Over the past decade, ICC Judges have been making far less focused deliberations on admissibility. This is due to a shift to a submission standard, permitting evidence to be submitted and leaving admissibility to be determined at the close of proceedings per the procedural discretion provided under Rule 63(2) of the ICC Rules of Procedure and Evidence. What this means for DDE before the ICC in particular is that the nuances of admissibility criteria of novel or less-discussed forms of DDE may not be assessed and known until Judgement. It also means that key discussions by chambers on the treatment of DDE that would have otherwise been found in decisions on the admission of evidence will diminish, as the Judgement, in the end, may still fail to elaborate, substantially or at all, on the relevance, probative value, and/or prejudicial effect of specific forms of DDE. For example, the ICC Trial Chamber in Al Hassan sidestepped discussion of the probative value of sixty-three open source exhibits by permitting their submission and postponing until Judgement any discussion as to their admissibility.

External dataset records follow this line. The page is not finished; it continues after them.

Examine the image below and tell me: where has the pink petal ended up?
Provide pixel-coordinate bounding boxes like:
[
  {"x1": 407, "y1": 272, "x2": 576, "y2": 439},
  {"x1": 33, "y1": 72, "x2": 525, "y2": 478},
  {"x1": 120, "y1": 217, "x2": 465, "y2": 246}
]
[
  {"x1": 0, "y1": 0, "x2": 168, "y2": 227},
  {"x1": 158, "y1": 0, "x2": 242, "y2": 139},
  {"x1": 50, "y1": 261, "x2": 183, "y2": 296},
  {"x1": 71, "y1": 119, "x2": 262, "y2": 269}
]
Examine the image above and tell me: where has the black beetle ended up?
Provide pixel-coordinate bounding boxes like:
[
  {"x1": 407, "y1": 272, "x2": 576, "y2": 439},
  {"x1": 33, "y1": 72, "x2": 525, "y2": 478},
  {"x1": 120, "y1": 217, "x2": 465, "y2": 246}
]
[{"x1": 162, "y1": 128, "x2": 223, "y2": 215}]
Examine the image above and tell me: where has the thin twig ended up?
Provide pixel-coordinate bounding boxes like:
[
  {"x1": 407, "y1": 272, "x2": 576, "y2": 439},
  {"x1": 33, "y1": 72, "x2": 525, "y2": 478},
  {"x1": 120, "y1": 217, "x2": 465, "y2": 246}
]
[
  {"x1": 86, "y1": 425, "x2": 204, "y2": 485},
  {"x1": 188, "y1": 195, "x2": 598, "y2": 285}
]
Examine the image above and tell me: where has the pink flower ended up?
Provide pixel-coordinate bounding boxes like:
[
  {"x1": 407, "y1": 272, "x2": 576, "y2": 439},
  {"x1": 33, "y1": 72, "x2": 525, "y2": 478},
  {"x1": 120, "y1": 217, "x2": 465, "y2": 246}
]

Outlook for the Future of (Digital) Investigations of International Crimes
With the 20th anniversary of the ICC on 1 July 2022, and after almost three decades of modern international criminal law jurisprudence since the establishment of the ICTY on 25 May 1993, we have reached a turning point with regard to how investigations of international crimes are being conducted. Recent case law at the ICC, STL and in national jurisdictions as well as the developments in the context of the Ukraine conflict, but also in Myanmar, Iraq and Libya, have shown that more and more reliance is put on digitally derived evidence. It seems inevitable that within the next decade the traditional reliance of international prosecutors on witness statements will be heavily complemented by the use of digital evidence. With the widespread use and availability of video and photo capacities on mobile phones even in conflict zones, the unreliability of witness statements can be improved by the use of DDE. The possibilities for national and international investigators to build cases against war criminals will increase dramatically, since digital evidence is often easier to access than witness statements. However, this positive development can only lead to higher accountability of war criminals if investigators, prosecutors, and judges are also aware that digital evidence is not the same as physical evidence and that there are inherent dangers in relying on this kind of evidence due to the possibilities of manipulation. This is exactly where the Leiden Guidelines on Digitally Derived Evidence come in and offer an important first step in establishing objective and legally sound standards for using DDE in international criminal proceedings.